Bereits in den vergangenen zwei Jahren wollte ich eigentlich unbedingt minimum für einen Tag dem Southside Festival im tiefsten Schwarzwald beiwohnen, weil immerhin vor zwei Jahren die NINE INCH NAILS und im letzten Jahr TOOL im Billing vertreten waren. Leider kam jedes Mal was dazwischen, weshalb ich leider beide Bands immer noch nicht gesehen habe. Aber egal.
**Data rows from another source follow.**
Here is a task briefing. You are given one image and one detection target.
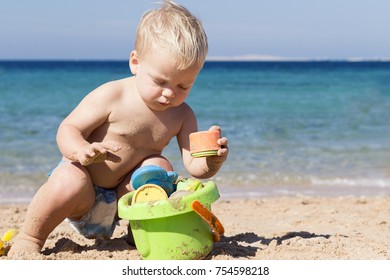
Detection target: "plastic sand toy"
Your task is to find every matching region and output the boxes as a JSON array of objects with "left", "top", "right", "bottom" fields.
[
  {"left": 132, "top": 165, "right": 178, "bottom": 196},
  {"left": 132, "top": 184, "right": 168, "bottom": 204},
  {"left": 0, "top": 229, "right": 19, "bottom": 256},
  {"left": 118, "top": 179, "right": 224, "bottom": 260},
  {"left": 189, "top": 130, "right": 221, "bottom": 158}
]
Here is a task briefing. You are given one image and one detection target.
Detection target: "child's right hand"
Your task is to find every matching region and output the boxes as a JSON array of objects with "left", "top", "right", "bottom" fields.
[{"left": 76, "top": 142, "right": 122, "bottom": 166}]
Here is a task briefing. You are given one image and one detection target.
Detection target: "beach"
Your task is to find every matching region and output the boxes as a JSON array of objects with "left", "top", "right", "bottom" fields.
[{"left": 2, "top": 195, "right": 389, "bottom": 260}]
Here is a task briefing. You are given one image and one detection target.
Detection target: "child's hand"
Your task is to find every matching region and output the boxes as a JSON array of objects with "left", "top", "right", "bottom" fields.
[
  {"left": 77, "top": 142, "right": 122, "bottom": 166},
  {"left": 209, "top": 125, "right": 229, "bottom": 162}
]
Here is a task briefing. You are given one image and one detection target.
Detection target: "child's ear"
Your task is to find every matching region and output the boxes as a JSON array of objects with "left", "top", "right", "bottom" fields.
[{"left": 129, "top": 51, "right": 139, "bottom": 75}]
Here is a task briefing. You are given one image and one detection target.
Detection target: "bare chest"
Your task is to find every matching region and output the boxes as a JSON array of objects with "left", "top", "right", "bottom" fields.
[
  {"left": 119, "top": 119, "right": 173, "bottom": 147},
  {"left": 104, "top": 110, "right": 181, "bottom": 151}
]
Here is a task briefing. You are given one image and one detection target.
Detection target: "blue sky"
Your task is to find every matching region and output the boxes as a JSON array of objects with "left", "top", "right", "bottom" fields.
[{"left": 1, "top": 0, "right": 389, "bottom": 60}]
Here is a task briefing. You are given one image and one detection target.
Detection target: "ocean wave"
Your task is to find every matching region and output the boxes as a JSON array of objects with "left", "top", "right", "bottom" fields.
[
  {"left": 213, "top": 172, "right": 390, "bottom": 190},
  {"left": 309, "top": 177, "right": 390, "bottom": 188}
]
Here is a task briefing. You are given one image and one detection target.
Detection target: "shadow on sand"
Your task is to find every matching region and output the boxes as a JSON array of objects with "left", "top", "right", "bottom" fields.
[
  {"left": 210, "top": 231, "right": 331, "bottom": 258},
  {"left": 43, "top": 236, "right": 134, "bottom": 255}
]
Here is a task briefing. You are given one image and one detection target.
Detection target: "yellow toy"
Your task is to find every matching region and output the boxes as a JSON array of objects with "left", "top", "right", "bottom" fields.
[
  {"left": 132, "top": 184, "right": 168, "bottom": 204},
  {"left": 0, "top": 229, "right": 19, "bottom": 256}
]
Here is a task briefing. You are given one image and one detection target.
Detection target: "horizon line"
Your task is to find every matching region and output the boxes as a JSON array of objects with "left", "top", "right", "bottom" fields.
[
  {"left": 1, "top": 55, "right": 390, "bottom": 62},
  {"left": 206, "top": 54, "right": 390, "bottom": 62}
]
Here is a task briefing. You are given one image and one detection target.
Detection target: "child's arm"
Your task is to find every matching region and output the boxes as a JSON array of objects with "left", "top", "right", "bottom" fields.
[
  {"left": 56, "top": 82, "right": 122, "bottom": 165},
  {"left": 177, "top": 106, "right": 228, "bottom": 179}
]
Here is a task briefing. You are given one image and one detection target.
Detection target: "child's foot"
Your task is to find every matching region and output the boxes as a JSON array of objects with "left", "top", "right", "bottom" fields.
[{"left": 7, "top": 232, "right": 43, "bottom": 258}]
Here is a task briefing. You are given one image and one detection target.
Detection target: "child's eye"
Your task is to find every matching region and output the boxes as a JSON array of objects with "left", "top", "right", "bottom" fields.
[
  {"left": 154, "top": 79, "right": 165, "bottom": 86},
  {"left": 178, "top": 85, "right": 189, "bottom": 90}
]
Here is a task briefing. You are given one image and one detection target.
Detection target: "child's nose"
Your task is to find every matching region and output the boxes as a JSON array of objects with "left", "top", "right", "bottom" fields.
[{"left": 162, "top": 88, "right": 175, "bottom": 99}]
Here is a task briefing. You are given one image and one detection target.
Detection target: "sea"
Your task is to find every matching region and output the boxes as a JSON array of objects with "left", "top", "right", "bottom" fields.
[{"left": 1, "top": 60, "right": 390, "bottom": 202}]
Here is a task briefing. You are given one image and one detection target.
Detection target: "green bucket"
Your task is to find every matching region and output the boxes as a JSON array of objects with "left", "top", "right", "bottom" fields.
[{"left": 118, "top": 180, "right": 221, "bottom": 260}]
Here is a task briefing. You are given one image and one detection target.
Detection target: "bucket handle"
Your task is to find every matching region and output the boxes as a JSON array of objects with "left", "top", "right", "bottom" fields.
[{"left": 191, "top": 200, "right": 225, "bottom": 242}]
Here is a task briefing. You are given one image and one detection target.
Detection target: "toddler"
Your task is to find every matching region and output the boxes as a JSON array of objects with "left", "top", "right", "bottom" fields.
[{"left": 9, "top": 0, "right": 228, "bottom": 256}]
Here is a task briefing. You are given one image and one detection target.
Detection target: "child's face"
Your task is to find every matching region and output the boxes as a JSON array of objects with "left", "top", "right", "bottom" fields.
[{"left": 130, "top": 48, "right": 202, "bottom": 111}]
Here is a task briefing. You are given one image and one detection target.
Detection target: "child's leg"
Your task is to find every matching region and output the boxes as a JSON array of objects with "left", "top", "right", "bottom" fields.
[{"left": 8, "top": 161, "right": 96, "bottom": 256}]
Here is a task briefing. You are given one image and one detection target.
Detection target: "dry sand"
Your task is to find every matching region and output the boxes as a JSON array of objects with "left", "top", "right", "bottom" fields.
[{"left": 1, "top": 196, "right": 390, "bottom": 260}]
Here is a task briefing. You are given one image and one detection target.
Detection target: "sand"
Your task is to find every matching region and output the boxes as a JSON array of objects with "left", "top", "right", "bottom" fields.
[{"left": 1, "top": 196, "right": 390, "bottom": 260}]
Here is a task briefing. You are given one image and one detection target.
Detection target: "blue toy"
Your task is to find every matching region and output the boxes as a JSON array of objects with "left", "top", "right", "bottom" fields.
[{"left": 132, "top": 165, "right": 178, "bottom": 196}]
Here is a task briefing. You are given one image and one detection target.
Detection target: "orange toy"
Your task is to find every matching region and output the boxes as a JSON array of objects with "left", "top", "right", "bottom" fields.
[
  {"left": 189, "top": 130, "right": 221, "bottom": 158},
  {"left": 191, "top": 200, "right": 224, "bottom": 242}
]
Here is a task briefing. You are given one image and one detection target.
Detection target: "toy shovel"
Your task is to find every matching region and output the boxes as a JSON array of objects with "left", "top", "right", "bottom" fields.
[{"left": 191, "top": 200, "right": 224, "bottom": 242}]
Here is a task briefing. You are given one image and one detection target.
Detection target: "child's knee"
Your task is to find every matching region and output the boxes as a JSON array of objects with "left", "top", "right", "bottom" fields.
[
  {"left": 48, "top": 163, "right": 92, "bottom": 196},
  {"left": 141, "top": 154, "right": 173, "bottom": 171}
]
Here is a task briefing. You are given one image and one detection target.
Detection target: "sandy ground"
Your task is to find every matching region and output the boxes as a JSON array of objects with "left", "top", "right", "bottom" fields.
[{"left": 1, "top": 196, "right": 390, "bottom": 260}]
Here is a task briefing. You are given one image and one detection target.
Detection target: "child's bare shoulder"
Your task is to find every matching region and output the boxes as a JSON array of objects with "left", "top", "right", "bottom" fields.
[
  {"left": 96, "top": 77, "right": 130, "bottom": 95},
  {"left": 88, "top": 77, "right": 132, "bottom": 103},
  {"left": 178, "top": 101, "right": 195, "bottom": 117}
]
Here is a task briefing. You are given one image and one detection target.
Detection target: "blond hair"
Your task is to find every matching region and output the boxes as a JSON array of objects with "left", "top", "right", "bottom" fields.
[{"left": 135, "top": 0, "right": 208, "bottom": 69}]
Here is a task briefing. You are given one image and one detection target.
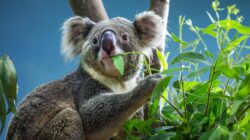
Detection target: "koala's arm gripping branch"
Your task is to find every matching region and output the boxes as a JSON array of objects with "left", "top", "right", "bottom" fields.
[
  {"left": 80, "top": 75, "right": 160, "bottom": 139},
  {"left": 68, "top": 0, "right": 108, "bottom": 22},
  {"left": 148, "top": 0, "right": 170, "bottom": 71}
]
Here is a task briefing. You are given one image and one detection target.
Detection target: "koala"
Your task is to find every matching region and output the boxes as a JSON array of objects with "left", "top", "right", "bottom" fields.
[{"left": 7, "top": 11, "right": 163, "bottom": 140}]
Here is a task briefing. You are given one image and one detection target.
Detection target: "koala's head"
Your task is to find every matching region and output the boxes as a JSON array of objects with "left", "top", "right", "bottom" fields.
[{"left": 61, "top": 12, "right": 163, "bottom": 81}]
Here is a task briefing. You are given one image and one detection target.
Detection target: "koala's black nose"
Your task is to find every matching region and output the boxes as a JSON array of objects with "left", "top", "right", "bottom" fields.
[{"left": 101, "top": 30, "right": 116, "bottom": 55}]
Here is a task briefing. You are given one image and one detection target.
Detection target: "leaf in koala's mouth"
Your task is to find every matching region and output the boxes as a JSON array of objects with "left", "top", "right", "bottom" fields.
[{"left": 112, "top": 55, "right": 124, "bottom": 75}]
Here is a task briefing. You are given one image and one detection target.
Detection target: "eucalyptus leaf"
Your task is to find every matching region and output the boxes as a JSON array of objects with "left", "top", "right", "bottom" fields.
[
  {"left": 239, "top": 109, "right": 250, "bottom": 127},
  {"left": 153, "top": 126, "right": 175, "bottom": 133},
  {"left": 171, "top": 33, "right": 187, "bottom": 46},
  {"left": 6, "top": 98, "right": 18, "bottom": 116},
  {"left": 205, "top": 49, "right": 214, "bottom": 58},
  {"left": 2, "top": 55, "right": 17, "bottom": 99},
  {"left": 148, "top": 132, "right": 176, "bottom": 140},
  {"left": 186, "top": 66, "right": 211, "bottom": 79},
  {"left": 230, "top": 100, "right": 243, "bottom": 115},
  {"left": 204, "top": 19, "right": 250, "bottom": 34},
  {"left": 224, "top": 35, "right": 249, "bottom": 53},
  {"left": 156, "top": 49, "right": 168, "bottom": 70},
  {"left": 0, "top": 81, "right": 6, "bottom": 134},
  {"left": 149, "top": 76, "right": 172, "bottom": 117},
  {"left": 161, "top": 66, "right": 189, "bottom": 75},
  {"left": 237, "top": 73, "right": 250, "bottom": 99},
  {"left": 112, "top": 55, "right": 124, "bottom": 75},
  {"left": 171, "top": 52, "right": 210, "bottom": 65}
]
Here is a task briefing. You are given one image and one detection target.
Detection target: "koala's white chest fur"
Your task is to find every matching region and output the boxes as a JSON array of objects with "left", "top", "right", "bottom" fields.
[{"left": 83, "top": 64, "right": 138, "bottom": 93}]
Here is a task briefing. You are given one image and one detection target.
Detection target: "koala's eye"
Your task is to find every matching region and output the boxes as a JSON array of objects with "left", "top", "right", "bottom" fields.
[
  {"left": 92, "top": 38, "right": 98, "bottom": 45},
  {"left": 122, "top": 34, "right": 128, "bottom": 41}
]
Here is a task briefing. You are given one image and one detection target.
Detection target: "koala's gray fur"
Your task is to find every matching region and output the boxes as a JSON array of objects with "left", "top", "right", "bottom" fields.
[{"left": 7, "top": 11, "right": 163, "bottom": 140}]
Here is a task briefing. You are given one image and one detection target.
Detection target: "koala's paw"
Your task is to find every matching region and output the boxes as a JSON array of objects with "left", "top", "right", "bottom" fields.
[{"left": 138, "top": 74, "right": 162, "bottom": 94}]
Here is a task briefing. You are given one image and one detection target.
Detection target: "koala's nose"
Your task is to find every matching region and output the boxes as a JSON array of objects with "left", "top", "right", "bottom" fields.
[{"left": 101, "top": 30, "right": 116, "bottom": 55}]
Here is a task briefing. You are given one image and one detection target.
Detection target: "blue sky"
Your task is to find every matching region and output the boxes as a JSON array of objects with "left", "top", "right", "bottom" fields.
[{"left": 0, "top": 0, "right": 250, "bottom": 139}]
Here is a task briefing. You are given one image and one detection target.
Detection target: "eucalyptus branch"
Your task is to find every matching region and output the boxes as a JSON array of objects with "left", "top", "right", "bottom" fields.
[
  {"left": 205, "top": 58, "right": 217, "bottom": 116},
  {"left": 178, "top": 16, "right": 187, "bottom": 119}
]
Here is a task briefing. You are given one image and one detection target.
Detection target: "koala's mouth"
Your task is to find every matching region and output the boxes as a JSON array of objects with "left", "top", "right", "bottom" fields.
[{"left": 100, "top": 57, "right": 120, "bottom": 77}]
In diesem Jahr wollte ich mir allerdings aber auf keinen Fall was dazwischen kommen lassen, da erneut wahrlich coole Acts vertreten waren, die man natürlich auf den Metal-Festivals NIE zu sehen bekommen würde, weil ganz einfach auf dem Southside nur ganz wenige dafür kompatible Bands am Start sind. In diesem Jahr sollten es daher lediglich APOCALYPTICA, TURBONEGRO, THE HELLACOPTERS, THE DATSUNS, NOFX, MILLENCOLIN, GUANO APES und FU MANCHU sein, die härter aufspielen und die man eigentlich als Metaller höchstens per Zufall beim DYNAMO (hoffentlich 2004 wieder am Start) oder beim WITH FULL FORCE finden könnte. Ansonsten könnte man vom alternativen Querschnitt der Charts sprechen, was eben größtenteils Rockpalast/Rock-Am-Ring-Bands und selbst für dort außergewöhnliche Acts beinhaltet. Die bekanntesten davon waren auf jeden Fall RADIOHEAD, COLDPLAY, MASSIVE ATTACK, MOLOKO, SEEED, UNDERWORLD und die GUANO APES.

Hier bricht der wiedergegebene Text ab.